Afdeling 2. Verplichtingen van de verhuurder en de huurder
De verhuurder is door de aard van de overeenkomst, en zonder dat daartoe enig bijzonder
beding vereist wordt, verplicht:
-
1°. om het verhuurde aan de huurder ter beschikking te stellen;
-
2°. om hetzelve te onderhouden in zodanige staat, dat het tot het gebruik, waartoe het
verhuurd is, dienen kan;
-
3°. om de huurder het rustige genot daarvan te doen hebben, zolang de huur duurt.
-
2 Hij moet daaraan, gedurende de huurtijd, alle reparatiën laten doen, welke noodzakelijk
mochten worden, met uitzondering van degene, tot welke de huurder verplicht is.
-
1 De verhuurder moet de huurder instaan voor alle gebreken van de verhuurde zaak, welke
het gebruik daarvan verhinderen, al mocht ook de verhuurder dezelve tijdens het doen
der verhuring niet gekend hebben.
Indien, gedurende de huurtijd, de verhuurde zaak door enig toeval geheel en al vergaan
is, vervalt de huurovereenkomst van rechtswege.
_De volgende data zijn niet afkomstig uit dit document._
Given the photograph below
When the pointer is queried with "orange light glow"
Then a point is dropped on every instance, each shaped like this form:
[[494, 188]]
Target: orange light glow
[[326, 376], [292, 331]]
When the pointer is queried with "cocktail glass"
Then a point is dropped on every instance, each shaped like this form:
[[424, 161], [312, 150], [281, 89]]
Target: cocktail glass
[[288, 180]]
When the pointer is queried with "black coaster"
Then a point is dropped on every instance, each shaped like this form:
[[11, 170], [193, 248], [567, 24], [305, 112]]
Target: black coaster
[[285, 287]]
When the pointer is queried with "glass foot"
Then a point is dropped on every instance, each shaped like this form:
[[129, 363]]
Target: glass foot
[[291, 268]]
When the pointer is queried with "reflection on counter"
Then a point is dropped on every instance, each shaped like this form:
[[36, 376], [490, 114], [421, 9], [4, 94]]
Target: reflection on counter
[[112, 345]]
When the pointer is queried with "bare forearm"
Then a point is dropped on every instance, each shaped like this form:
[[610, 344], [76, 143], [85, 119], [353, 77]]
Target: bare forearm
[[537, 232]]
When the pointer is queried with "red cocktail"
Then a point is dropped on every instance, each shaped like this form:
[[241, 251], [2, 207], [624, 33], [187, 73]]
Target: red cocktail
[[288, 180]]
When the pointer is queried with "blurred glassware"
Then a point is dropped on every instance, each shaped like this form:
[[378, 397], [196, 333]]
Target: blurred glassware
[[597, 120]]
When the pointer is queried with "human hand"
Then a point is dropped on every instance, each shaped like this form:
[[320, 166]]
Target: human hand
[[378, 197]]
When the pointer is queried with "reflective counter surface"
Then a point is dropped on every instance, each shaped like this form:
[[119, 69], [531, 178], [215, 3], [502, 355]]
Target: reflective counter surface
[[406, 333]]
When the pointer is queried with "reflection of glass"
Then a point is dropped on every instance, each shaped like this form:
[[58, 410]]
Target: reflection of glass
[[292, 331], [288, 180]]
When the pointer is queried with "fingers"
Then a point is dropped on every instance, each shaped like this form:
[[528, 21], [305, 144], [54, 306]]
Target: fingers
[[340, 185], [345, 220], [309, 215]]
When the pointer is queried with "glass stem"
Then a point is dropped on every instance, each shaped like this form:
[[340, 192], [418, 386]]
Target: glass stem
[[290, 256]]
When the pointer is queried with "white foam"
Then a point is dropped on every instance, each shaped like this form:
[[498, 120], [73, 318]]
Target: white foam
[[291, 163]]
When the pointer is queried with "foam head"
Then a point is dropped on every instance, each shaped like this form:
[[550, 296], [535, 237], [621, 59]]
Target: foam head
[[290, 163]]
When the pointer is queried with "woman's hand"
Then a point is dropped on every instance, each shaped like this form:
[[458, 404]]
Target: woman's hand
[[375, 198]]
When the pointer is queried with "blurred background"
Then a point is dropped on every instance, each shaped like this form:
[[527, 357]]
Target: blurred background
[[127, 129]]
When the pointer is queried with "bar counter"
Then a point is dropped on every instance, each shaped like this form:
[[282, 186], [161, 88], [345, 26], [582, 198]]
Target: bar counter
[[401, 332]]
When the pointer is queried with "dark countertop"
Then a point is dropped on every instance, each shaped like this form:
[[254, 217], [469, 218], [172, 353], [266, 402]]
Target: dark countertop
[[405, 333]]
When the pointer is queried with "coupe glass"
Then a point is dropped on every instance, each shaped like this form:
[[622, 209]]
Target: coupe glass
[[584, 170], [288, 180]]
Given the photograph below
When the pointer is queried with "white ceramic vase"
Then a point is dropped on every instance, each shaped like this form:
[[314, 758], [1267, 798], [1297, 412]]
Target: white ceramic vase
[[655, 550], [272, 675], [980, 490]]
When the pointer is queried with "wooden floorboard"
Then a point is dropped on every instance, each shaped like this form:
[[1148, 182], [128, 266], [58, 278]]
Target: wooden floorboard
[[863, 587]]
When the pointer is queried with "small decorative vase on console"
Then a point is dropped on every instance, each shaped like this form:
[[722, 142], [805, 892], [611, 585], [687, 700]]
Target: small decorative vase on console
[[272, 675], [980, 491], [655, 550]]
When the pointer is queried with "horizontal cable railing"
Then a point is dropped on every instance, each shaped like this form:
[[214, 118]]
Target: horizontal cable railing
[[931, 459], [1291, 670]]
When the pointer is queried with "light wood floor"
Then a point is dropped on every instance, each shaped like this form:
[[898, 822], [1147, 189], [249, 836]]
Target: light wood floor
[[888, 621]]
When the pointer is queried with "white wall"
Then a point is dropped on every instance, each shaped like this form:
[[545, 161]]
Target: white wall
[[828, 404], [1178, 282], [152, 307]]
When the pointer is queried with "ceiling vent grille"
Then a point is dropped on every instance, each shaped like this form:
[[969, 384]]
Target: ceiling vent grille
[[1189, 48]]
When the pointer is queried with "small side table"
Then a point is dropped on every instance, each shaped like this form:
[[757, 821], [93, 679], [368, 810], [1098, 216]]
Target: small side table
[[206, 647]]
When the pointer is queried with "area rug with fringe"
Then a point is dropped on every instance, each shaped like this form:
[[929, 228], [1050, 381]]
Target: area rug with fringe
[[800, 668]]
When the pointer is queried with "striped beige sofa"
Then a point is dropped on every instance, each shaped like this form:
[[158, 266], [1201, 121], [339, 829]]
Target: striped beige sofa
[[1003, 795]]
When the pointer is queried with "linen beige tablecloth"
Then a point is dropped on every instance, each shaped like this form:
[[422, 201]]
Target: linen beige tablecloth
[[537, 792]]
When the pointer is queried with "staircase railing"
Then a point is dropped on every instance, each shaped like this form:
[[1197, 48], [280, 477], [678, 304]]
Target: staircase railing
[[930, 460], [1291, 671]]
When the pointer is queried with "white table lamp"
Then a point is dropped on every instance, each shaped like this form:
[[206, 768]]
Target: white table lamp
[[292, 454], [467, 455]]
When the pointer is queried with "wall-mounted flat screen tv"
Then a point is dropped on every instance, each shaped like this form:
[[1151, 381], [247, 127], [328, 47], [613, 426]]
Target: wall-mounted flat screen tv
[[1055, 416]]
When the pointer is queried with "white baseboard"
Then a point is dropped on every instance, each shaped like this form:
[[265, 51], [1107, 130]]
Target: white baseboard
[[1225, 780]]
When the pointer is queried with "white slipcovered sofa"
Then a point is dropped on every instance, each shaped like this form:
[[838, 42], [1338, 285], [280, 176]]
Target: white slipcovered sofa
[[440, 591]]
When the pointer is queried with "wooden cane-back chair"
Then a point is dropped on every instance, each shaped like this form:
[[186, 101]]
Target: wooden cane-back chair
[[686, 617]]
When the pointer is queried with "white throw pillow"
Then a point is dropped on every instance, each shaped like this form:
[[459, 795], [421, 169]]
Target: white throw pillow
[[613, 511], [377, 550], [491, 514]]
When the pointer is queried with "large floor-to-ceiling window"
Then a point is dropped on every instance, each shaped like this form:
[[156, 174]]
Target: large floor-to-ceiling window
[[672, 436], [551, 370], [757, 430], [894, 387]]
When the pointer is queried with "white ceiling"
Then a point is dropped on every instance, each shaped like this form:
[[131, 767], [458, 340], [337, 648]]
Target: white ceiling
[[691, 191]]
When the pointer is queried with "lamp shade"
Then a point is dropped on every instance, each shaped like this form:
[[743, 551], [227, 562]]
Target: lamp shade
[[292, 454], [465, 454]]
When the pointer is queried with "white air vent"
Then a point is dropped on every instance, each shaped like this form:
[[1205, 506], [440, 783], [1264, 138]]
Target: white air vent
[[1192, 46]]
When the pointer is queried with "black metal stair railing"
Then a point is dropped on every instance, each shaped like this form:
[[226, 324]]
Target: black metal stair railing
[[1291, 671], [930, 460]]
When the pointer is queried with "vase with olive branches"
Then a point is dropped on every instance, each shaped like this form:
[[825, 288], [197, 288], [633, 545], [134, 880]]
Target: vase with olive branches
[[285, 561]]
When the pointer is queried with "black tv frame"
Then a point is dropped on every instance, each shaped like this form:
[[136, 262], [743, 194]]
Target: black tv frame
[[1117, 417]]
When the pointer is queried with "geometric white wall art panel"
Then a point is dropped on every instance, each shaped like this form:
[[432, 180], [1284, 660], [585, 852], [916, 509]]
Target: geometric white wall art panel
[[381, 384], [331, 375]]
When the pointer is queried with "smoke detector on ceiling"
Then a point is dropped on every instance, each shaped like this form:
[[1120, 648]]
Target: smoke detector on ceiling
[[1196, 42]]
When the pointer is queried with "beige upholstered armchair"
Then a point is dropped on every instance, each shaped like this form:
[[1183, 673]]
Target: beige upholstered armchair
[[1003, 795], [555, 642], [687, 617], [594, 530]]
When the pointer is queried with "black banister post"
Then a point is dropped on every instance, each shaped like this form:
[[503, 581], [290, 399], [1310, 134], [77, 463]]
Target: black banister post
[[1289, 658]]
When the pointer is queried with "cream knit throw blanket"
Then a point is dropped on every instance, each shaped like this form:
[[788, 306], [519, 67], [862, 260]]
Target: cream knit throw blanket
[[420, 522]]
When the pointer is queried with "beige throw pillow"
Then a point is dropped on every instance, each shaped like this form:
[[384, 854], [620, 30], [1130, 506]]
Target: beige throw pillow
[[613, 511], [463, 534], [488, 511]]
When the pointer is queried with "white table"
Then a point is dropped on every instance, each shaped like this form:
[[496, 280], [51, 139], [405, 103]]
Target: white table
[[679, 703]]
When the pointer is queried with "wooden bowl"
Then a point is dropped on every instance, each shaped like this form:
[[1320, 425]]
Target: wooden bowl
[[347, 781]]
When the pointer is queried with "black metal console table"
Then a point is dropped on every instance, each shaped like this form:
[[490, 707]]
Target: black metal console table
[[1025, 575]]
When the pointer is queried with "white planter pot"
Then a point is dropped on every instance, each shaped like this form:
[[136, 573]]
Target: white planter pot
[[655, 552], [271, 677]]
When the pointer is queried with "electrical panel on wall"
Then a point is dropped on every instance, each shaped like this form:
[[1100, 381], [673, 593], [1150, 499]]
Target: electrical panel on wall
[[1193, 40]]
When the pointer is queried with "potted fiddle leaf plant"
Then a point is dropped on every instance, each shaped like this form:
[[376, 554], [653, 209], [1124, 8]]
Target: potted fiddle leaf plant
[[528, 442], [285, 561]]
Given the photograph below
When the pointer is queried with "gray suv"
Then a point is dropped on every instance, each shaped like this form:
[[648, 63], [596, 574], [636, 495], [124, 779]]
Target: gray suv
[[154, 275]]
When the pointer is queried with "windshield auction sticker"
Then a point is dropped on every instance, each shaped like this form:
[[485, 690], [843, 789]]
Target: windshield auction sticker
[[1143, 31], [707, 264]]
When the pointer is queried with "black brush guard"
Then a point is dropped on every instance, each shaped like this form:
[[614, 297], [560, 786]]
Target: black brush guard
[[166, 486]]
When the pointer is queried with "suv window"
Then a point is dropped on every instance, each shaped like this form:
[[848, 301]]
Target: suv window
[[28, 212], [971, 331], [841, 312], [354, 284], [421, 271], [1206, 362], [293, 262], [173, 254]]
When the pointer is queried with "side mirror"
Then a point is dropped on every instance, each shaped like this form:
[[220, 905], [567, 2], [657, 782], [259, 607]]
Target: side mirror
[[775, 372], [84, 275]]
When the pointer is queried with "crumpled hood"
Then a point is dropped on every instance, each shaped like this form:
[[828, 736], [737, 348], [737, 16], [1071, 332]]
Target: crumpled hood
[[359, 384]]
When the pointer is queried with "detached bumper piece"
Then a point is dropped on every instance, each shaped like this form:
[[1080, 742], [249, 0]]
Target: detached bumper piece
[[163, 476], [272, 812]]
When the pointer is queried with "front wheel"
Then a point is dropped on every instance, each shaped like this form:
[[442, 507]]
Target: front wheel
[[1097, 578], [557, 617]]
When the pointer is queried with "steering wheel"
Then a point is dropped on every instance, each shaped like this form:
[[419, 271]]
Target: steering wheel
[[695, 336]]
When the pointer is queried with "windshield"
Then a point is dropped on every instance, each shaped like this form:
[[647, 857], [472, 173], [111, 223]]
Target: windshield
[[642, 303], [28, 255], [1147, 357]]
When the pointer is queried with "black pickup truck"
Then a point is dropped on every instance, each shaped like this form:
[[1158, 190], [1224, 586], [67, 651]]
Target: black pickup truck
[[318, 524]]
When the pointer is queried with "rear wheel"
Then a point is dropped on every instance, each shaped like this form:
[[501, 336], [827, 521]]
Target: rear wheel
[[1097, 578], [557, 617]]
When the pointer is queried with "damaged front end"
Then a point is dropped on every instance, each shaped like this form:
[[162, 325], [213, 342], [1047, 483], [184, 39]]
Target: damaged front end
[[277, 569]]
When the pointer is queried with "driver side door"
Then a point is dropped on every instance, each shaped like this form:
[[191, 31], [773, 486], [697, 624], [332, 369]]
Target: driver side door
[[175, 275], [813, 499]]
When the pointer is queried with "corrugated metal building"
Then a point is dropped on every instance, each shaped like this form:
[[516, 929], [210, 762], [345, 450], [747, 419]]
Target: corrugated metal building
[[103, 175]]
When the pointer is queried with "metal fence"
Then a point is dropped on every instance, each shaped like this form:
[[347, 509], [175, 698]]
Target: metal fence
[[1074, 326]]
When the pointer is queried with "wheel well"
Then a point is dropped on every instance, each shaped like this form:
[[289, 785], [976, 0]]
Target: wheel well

Indien de zaak slechts ten dele vergaan
is, heeft de huurder de keus om, naar gelang der omstandigheden, of vermindering van
de huurprijs te vorderen of de huurovereenkomst te ontbinden; doch hij kan, dier beide
gevallen, aanspraak op schadevergoeding maken.
De verhuurder mag, gedurende de huurtijd, de gedaante of inrichting van de verhuurde
zaak niet veranderen.
-
1 Indien, gedurende de huurtijd, de verhuurde zaak dringende reparatiën nodig heeft,
welke niet tot na het eindigen der huur kunnen worden uitgesteld, moet de huurder
dezelve gedogen, welke ongemakken hem ook hierdoor worden veroorzaakt, en hoewel hij
ook, gedurende het doen dier reparatiën, van een gedeelte van de verhuurde zaak verstoken
zij.
-
2 Doch indien deze reparatiën langer dan veertig dagen duren, zal de huurprijs verminderd
worden naar evenredigheid van de tijd, en van het gedeelte van de verhuurde zaak,
waarvan de huurder zal zijn verstoken geweest.
-
3 Indien de reparatiën van dien aard zijn, dat daardoor het gehuurde, hetgeen de huurder
en zijn huisgezin ter bewoning noodzakelijk is, onbewoonbaar wordt, kan dezelve de
huur doen verbreken.
De verhuurder is niet verplicht de huurder te waarborgen tegen de belemmeringen, welke
hem derden, door feitelijkheden, in zijn genot toebrengen, zonder overigens enig recht
op het gehuurde te beweren; behoudens het recht van de huurder om dezelve uit eigen
hoofde te vervolgen.
Indien daarentegen de huurder in deszelfs genot is gestoord geworden tengevolge ener
rechtsvordering, welke tot de eigendom van de zaak betrekking heeft, heeft hij het
recht om een geëvenredigde vermindering van de huurprijs te vorderen, mits van die
stoornis of belemmering aan de eigenaar behoorlijk kennis gegeven zij.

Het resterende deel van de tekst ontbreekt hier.